ミャンマーは、実は麺料理がとても豊富な国です。
その中でも、中国・タイと隣接しているシャン州には、それぞれの国や民族文化の影響を受けながら独自に発展した麺料理があります。
このページでは、シャン州発祥の麺料理として知られる「シャンカウスエ」と「トーフヌェ」を中心に、ミャンマーやタイで食べた実例を交えながら紹介します。
このページの内容
- シャンカウスエとはどんな麺料理か
- ミャンマー・東京・タイで食べたシャンカウスエ
- トーフヌェとはどんな麺料理か
- ミャンマー・東京・タイで食べたトーフヌェ
- シャン州発祥の麺料理の面白さ
シャン州発祥の麺料理とは
ミャンマーは、裏で麺大国と言われるほど、実は麺料理が豊富な国です。
その中でも、中国・タイと隣接しているシャン州は、それぞれの国の影響を受けながら、独自の麺料理を確立してきた地域です。現在では、シャン州発祥とされる麺料理がミャンマー全土で親しまれています。
ここでは、代表的なシャン州発祥の麺料理として「シャンカウスエ」と「トーフヌェ」を紹介します。
シャンカウスエ(Shan Khao Swe)
シャン州発祥の、優しい味が人気の麺料理
シャンカウスエ(シャンカオスウェイ)は、シャン州発祥の麺料理です。
辛さも少なく食べやすいため、シャン族だけでなく、今ではミャンマー全土で食べられる人気料理になっています。
基本的には「サンズィ」と呼ばれる、シャン州特有の米粉で作られたもちもち麺が使われます。チキンまたは豚のグレービーを上にかけ、チキンスープを入れるタイプと、スープなしで和え麺のように食べるタイプがあります。スープなしを頼んだ場合は、スープが別で付いてくることが多いです。
シャン料理では定番の発酵高菜「モンニンチン」が付くことも多く、これを加えるだけで風味がぐっと増します。

ヤンゴンで食べたシャンカウスエ

ヤンゴンのシャンヌードルの名店屋台「ドーシャンレー」のシャンカウスエ。ご主人は、茶葉の産地で有名な「Zayan」地域出身のシャン族です。
スープありで注文。チキンスープそのものが美味しく、チキングレービーにはトマトを使うパターンでした。
東京で食べたシャンカウスエ

こちらは、北シャン州「ラシオ」ご出身のご夫婦が営む、曙橋「ゴールデンバガン」のシャンカウスエ。
スープありで注文。トマト感が強い印象で、トッピングに小ねぎと豆苗を使うところもシャンヌードルらしさを感じました。
シャン州で食べたシャンカウスエ

こちらは、タウンジー近くのインデインという村の五日市で食べたシャンカウスエ。スープは別添えタイプでした。
別添えタイプの方が、よりグレービーが麺に絡みやすい印象です。つなぎとして、ひよこ豆トーフが少し入っていました。ここのシャンカウスエは、トマトを使っているパターンでした。

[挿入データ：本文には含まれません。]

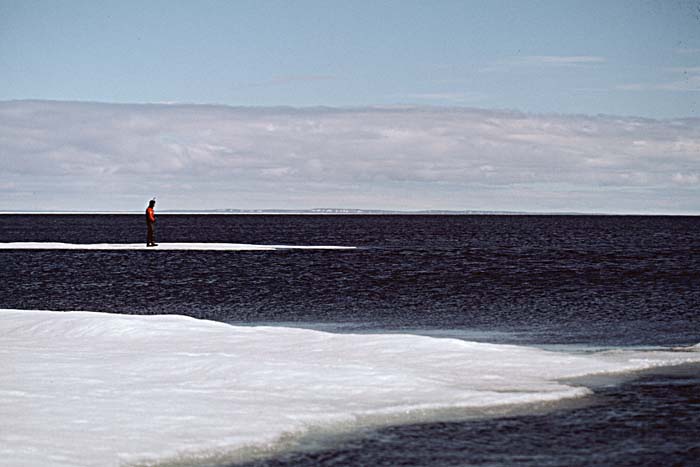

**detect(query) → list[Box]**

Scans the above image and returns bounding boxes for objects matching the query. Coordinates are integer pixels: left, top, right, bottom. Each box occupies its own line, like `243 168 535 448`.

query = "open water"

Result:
0 215 700 466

こちらは、シャン州のインレー湖にあるニャウンシェのシャンヌードル屋さんで食べたシャンカウスエ。
たくさんあるメニューの中で、お店一押しだったのがこちらのシャンカウスエでした。スープありで注文。他のお店のようなグレービーが目立つタイプではなく、スープに溶け込んでいる印象です。白菜のような青菜が多いのも特徴でした。

こちらは、シャン州のトレッキングで有名な「カロー」の市場で食べたシャンカウスエ。この日は特に混雑していたのか、だいぶスモールポーションでした。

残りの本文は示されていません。